Indeed, few might have anticipated that within a year NFTs would become as desired as a Picasso or a Porsche to a new generation of young, crypto-fixated collectors. Sotheby’s sold nearly $100 million of Combined NFTs And Netflix and other digital collectibles in 2021-admittedly a small piece of the $17.6 billion purchased overall last year-and not exactly the generally $140 million sold by its main rival, Christie’s. (However about half of that came in one exceptional sale, the $69.3 million auction last March of a collage by the artist known as Beeple.)
Sotheby’s hopes to increase its share of that market this year in any event, Combined NFTs And Netflix hyper-volatility, against which it has hedged with sales in other new markets and its center Contemporary and Modern art sales. OpenSea, the largest NFT marketplace, had a record January, with $5 billion in sales. By late March, trading volume had decreased over 20% from a month earlier.

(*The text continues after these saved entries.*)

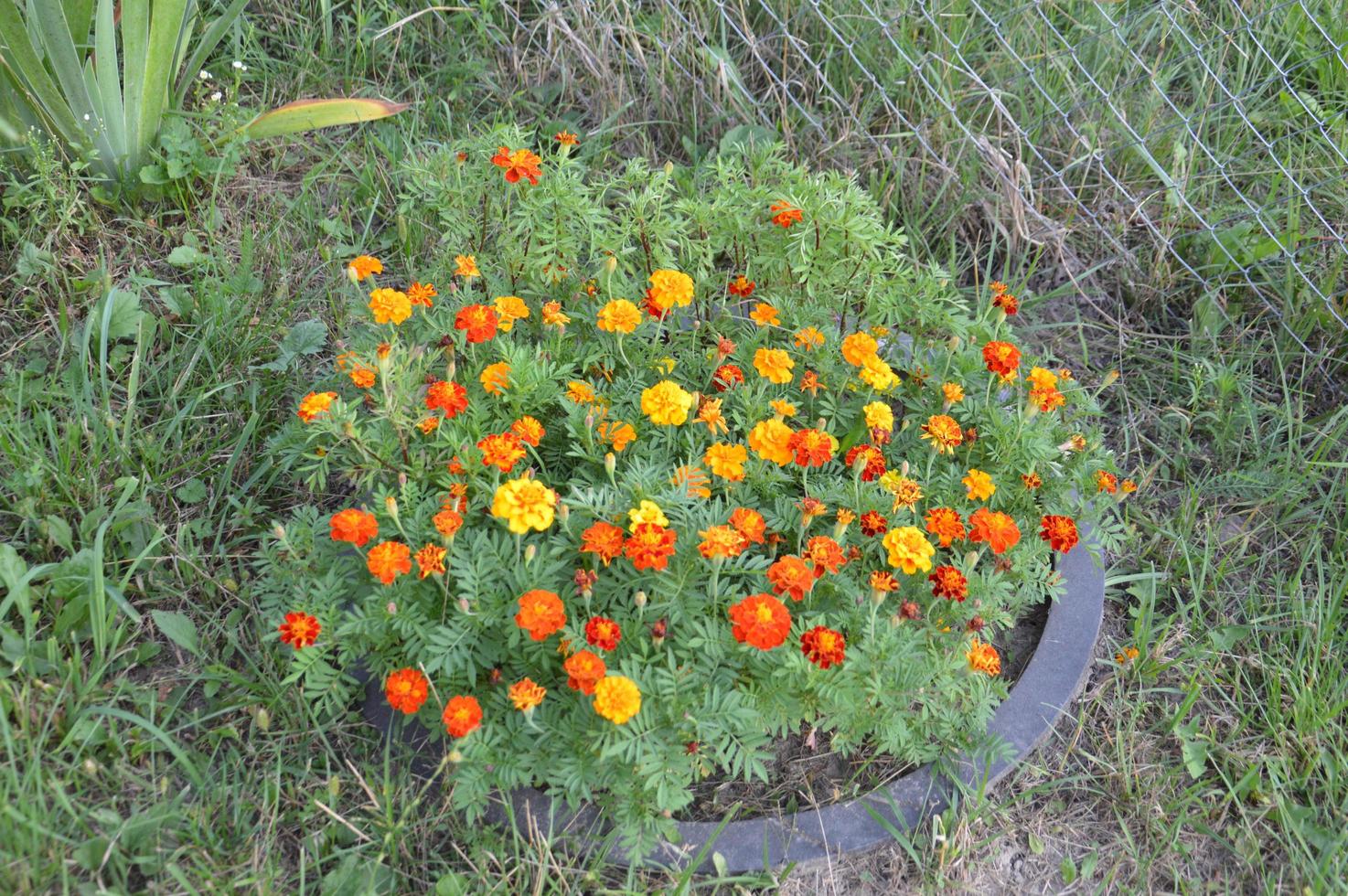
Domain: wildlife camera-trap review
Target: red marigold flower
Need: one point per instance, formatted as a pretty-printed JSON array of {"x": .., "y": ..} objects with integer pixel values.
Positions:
[
  {"x": 449, "y": 398},
  {"x": 583, "y": 670},
  {"x": 946, "y": 525},
  {"x": 603, "y": 632},
  {"x": 761, "y": 620},
  {"x": 994, "y": 527},
  {"x": 1060, "y": 532},
  {"x": 518, "y": 164},
  {"x": 822, "y": 645},
  {"x": 353, "y": 526},
  {"x": 389, "y": 560},
  {"x": 650, "y": 546},
  {"x": 477, "y": 321},
  {"x": 949, "y": 582},
  {"x": 299, "y": 629},
  {"x": 540, "y": 613},
  {"x": 791, "y": 576},
  {"x": 406, "y": 690},
  {"x": 461, "y": 716}
]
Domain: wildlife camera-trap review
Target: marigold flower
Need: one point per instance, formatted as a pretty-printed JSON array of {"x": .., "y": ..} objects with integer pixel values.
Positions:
[
  {"x": 1001, "y": 358},
  {"x": 650, "y": 546},
  {"x": 666, "y": 403},
  {"x": 502, "y": 450},
  {"x": 406, "y": 690},
  {"x": 983, "y": 657},
  {"x": 617, "y": 699},
  {"x": 791, "y": 576},
  {"x": 353, "y": 526},
  {"x": 525, "y": 504},
  {"x": 315, "y": 404},
  {"x": 389, "y": 560},
  {"x": 463, "y": 716},
  {"x": 822, "y": 645},
  {"x": 363, "y": 266},
  {"x": 495, "y": 378},
  {"x": 949, "y": 582},
  {"x": 583, "y": 671},
  {"x": 761, "y": 620},
  {"x": 909, "y": 550},
  {"x": 1058, "y": 531},
  {"x": 785, "y": 215},
  {"x": 979, "y": 484},
  {"x": 774, "y": 366},
  {"x": 526, "y": 694},
  {"x": 998, "y": 529},
  {"x": 518, "y": 164},
  {"x": 944, "y": 432},
  {"x": 765, "y": 315},
  {"x": 299, "y": 629},
  {"x": 812, "y": 448},
  {"x": 619, "y": 315},
  {"x": 670, "y": 289}
]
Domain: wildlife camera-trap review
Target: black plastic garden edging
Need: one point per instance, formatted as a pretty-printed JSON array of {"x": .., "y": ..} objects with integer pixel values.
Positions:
[{"x": 1050, "y": 680}]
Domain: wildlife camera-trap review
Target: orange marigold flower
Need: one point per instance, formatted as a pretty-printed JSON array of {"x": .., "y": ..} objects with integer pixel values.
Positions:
[
  {"x": 761, "y": 620},
  {"x": 774, "y": 366},
  {"x": 463, "y": 716},
  {"x": 389, "y": 560},
  {"x": 765, "y": 315},
  {"x": 949, "y": 582},
  {"x": 650, "y": 546},
  {"x": 785, "y": 215},
  {"x": 518, "y": 164},
  {"x": 363, "y": 266},
  {"x": 727, "y": 461},
  {"x": 750, "y": 525},
  {"x": 604, "y": 540},
  {"x": 353, "y": 526},
  {"x": 1001, "y": 358},
  {"x": 603, "y": 632},
  {"x": 299, "y": 629},
  {"x": 477, "y": 322},
  {"x": 495, "y": 378},
  {"x": 502, "y": 450},
  {"x": 1058, "y": 531},
  {"x": 822, "y": 645},
  {"x": 983, "y": 657},
  {"x": 406, "y": 690},
  {"x": 315, "y": 404},
  {"x": 791, "y": 576},
  {"x": 944, "y": 432},
  {"x": 998, "y": 529},
  {"x": 540, "y": 613},
  {"x": 430, "y": 560},
  {"x": 583, "y": 671},
  {"x": 812, "y": 448}
]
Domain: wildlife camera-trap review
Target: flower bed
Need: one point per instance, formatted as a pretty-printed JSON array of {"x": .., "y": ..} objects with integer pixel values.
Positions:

Dual forces have pushed Sotheby’s to modernize: the pandemic and new proprietorship. In 2019, French telecom magnate Patrick Drahi (total assets $6.6 billion) took the house private in a $3.7 billion deal. The transaction closed a two-decade time span in which Sotheby’s stock dropped more than 40% from June 2018 to June 2019 (while the S&P 500 stayed flat), income fell 4% in its final year as a public company Combined NFTs And Netflix and a cost fixing scandal sent its chairman, Alfred Taubman, to jail in 2002.